It was maneuvers such as that which inspired a handful of the lesser wizards of Wall Street to plot Jacob’s demise. They were his fellow board members on the New York and Erie Railroad, and it seemed to them that Jacob was overextended. You see, besides owning a large chunk of Erie stock, Jacob had recently bought several thousand ‘options’ pledging to buy even more. When those options matured in six months, if the option holders demanded it, Jacob would have to deliver the stock at whatever the price.
The ultimate “Survivor” moment arrived at the 2:00 p.m. meeting on Friday, November 16, 1855. It was the maturity date for Jacob’s options. Jacob was late arriving at the meeting, but even after he finally arrived, the meeting droned on tediously until the board room clock struck 3:00 p.m. The stock market was closed for trading. It was no longer possible for Jacob to buy stock to meet his options. And in the best tribal council fashion, one by one the wizards presented their options to their cornered prey. The stack piled up before Jacob got very impressive.
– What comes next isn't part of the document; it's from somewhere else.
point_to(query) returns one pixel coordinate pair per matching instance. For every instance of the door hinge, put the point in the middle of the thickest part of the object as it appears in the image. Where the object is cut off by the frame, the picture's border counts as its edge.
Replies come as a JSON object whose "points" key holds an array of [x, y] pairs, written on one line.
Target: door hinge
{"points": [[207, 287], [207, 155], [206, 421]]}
The Napoleon of the Board Room had been broken and broken right before their eyes. But just as Jeff Probst was about to say, “The next person voted off “Survivor....”, Jacob Little pulled an immunity idol right out of his derrière.
Most Wall Street fairy tails end the story here, with The Napoleon of the Board Room smiling a winning smile while the image fades to black. But in reality, inevitably, Jacob lost one more fortune than he made. He died flat broke on Sunday, March 28th, 1865. The Board of the New York Stock Exchange adjourned for the day to attend his funeral, but I can not say for certain whether they did this out of respect, or to confirm that Jacob was finally really dead. But I can say it has been the goal of Wall Street bankers and gamers ever since to rig the game so that they never run the risk of dying broke, ever again. And that makes it a very different game than the one that Jacob played.